Dans les 80's, il aurait été Dieu.
Si l'AOR devenait enfin le maître-étalon du bon goût musical et remplaçait enfin les bouses dance métronomiques qui polluent nos chaînes télévisuelles musicales, nul doute qu'on oublierait dans la foulée l'existence de BON JOVI, JOURNEY et YES. Et que ce premier double-album de l'italo-irlandais David J. Caron, "Thru Ever-Ending Black", monumental de par sa durée et son ambition artistique (28 morceaux lustrés au polish AOR, Pop, Rock, Prog' du plus bel effet enregistrés en 18 mois), deviendrait alors le "Thriller" (ou le Double-Blanc) de notre musique ensoleillée tant adorée.
Auteur, compositeur, interprète, producteur ce génial touche à tout sait vous caresser dans le sens du poil avec des compositions lumineuses et évidentes (la tierce d'ouverture "It Gathers", ''Look Out" et "Time Machine", tubes imparables, mais sait aussi durcir le ton quand il décide de s'autoriser une petite pointe à 280 km/h avec le très jouissif "Comin' To Get You", aux solis assassins et aux claviers virevoltants), et jamais n'ennuie (on trouve ce même tempérament volontaire chez Hal Marabel des BAD HABIT).
Tout se déroule comme l'asphalte brûlant léché par une flamboyante Lamborghini ("Feels Of Fire", parfait single et le cuir dans lequel tu te loves alors te réchauffe le coeur...), tout coule de source, cette majesté mélodique sublimée par un timbre de voix sexy en diable, qui délivre des textes et refrains puissants, accompagnera pour longtemps vos meilleurs moments de vie, tant ce positivisme affiché sait être communicatif (et Dieu sait qu'en ces temps moroses personne n'a besoin d'un nouveau Cobain neurasthénique...).

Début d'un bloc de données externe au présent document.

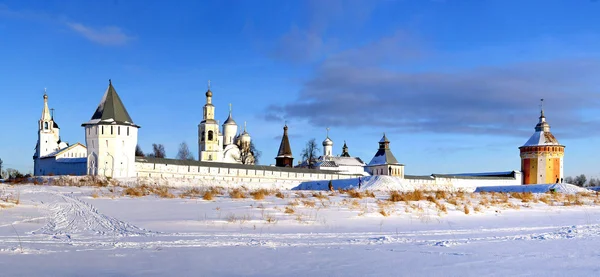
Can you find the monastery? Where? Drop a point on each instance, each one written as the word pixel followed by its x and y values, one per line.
pixel 225 155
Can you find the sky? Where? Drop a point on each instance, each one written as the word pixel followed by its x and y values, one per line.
pixel 455 85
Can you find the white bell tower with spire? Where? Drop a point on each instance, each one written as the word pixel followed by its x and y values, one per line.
pixel 48 133
pixel 209 145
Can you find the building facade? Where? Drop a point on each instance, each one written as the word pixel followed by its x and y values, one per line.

Ce Rock n' Roll est unique, innovant, fédérateur et moderne (la production est co-assurée par le talentueux Rob Mancini, auteur aussi d'un magnifique album de AOR de haute volée il y a quelques mois, "Rock n' Roll Circus", rien d'étonnant donc que ces deux artistes construisent le magnifique édifice conjointement), sautillant ("Too Much Little Time" et "Who Are You" aux fondations ska), scintillant dans tes lunettes de soleil Tom Ford, aérien et affûté comme Batman, sur le green ou le bitume, dans les sables blancs de la Voie Lactée ou sur le ponton d'un super-yacht Troyanda, ces sons sont rayons de soleil, ce groove est ce que les BEACH BOYS auraient rêvé d'oser avec davantage d'électricité dans les Peavey, ce Rock bodybuildé t´élèvera, te fera sentir vivant, et même mieux : te fera resplendir.
Ce dense album aux cordes évoquant ici et là le meilleur d'un Chris Rea ou d'un Knopfler offrira aux plus gourmands tout ce que l'on est censé espérer d'un artiste : sa véritable moelle, sa profonde substance. Et sans le moindre doute, David J. Caron a tout donné, sa force, ses doutes, son histoire, ses attentes et ses rêves, ses fêlures et victoires, en bref son humanité ("Wall Of Life ", "Let There Be Light", "Has To Be" et l'évanescent mid-tempo "The Tree That Waits" sont en ce sens éloquent, et déchirant).
"This Is Now" conclura l'oeuvre et laissera l'auditeur en pleurs. Car sachez-le, la beauté, quand la Fleur d'âme puise son essence dans le terreau du coeur, la véritable beauté est assassine.
Premier album mais déjà définitif, Alpha & Oméga d'un genre musical toujours vivace, surprenant, magique dans sa propension à faire naître les meilleurs sentiments du tréfonds de l'âme humaine, à sublimer le quotidien, à rendre l'espérance d'un meilleur à venir tangible, saluons ici la naissance d'un nouvel artiste majeur, qui sans le savoir, grâce à une sincérité non feinte et une vision dégagée vient d'améliorer le rythme cardiaque musical du monde, pour le meilleur.
Un Nouveau Souffle... Pour Aller Encore Plus Loin.